Over a year later, and I still find myself returning to this journal to do my reflecting. I guess my absence for the past year demonstrates how little reflecting I did. I could write about it now, but what would be the point? These ramblings serve as a place to unload my emotions and work through the things I am dealing with at a given moment. The events of the last year are already behind me, and although I am sure they have had their part in effecting who I am, I feel there is no need to pick them back up and examine them...at least for now. Suffice to say, 2012 was a terrible and wonderful period of time.

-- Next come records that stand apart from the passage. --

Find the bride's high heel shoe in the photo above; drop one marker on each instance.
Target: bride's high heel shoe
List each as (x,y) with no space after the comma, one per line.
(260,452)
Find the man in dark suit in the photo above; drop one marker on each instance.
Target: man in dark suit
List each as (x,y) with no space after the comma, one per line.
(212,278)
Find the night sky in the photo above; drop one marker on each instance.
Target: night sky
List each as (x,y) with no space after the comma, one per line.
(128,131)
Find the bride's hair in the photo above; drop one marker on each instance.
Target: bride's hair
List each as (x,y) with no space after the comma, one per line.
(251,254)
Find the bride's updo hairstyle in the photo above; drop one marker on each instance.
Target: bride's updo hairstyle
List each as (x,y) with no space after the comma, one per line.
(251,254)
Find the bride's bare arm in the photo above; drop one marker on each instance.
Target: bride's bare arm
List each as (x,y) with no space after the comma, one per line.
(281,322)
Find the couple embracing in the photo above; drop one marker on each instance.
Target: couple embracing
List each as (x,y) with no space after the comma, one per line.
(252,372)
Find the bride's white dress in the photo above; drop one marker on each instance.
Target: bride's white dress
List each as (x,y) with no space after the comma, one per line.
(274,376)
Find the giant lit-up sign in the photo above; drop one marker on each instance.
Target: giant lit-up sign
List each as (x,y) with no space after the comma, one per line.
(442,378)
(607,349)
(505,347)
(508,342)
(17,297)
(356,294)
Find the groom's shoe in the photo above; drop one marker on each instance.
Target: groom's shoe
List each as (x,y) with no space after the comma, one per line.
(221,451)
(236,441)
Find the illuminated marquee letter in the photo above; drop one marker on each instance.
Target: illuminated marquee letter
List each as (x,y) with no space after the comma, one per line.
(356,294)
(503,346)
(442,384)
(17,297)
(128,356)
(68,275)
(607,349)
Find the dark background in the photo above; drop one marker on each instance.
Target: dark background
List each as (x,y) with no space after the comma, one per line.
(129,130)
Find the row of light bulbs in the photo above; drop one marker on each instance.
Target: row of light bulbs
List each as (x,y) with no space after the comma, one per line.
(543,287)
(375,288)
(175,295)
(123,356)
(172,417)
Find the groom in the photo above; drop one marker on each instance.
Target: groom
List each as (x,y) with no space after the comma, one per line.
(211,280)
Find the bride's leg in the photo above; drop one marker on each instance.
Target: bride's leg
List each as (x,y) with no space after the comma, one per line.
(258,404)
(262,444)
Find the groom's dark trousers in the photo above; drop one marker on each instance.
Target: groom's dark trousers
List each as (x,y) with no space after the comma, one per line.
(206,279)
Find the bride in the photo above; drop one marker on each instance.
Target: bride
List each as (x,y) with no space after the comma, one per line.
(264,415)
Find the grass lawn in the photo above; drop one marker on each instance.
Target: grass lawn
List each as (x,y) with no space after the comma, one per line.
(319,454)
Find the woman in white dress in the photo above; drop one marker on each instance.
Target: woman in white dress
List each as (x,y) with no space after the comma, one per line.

Most things happening lately are good things. I will be starting my first full semester at UNLV in a little less than a month, and my VSG surgery is two weeks from today. I've just started the pre op diet...day one has been horrible and I've felt nauseous/hungry/tired all day. My hope is that in a few days my stomach will start shrinking down and I wont feel so deprived. Right now all I can think of is all the delicious shit I am NOT eating and WILL NOT be eating for a very long time. It makes me emo. I feel like an alcoholic with nary a drop to drink. I'm beginning to realize that this is definitely not going to be as easy as I thought it was. I mean I know on a fundamental level that this is what I want, and that I will endure whatever is necessary to make this work....but right now I just feel sick and deprived and scared as my surgery date draws closer. I almost wish it was tomorrow...just so I wouldnt have to be hungry and nervous for the next two weeks.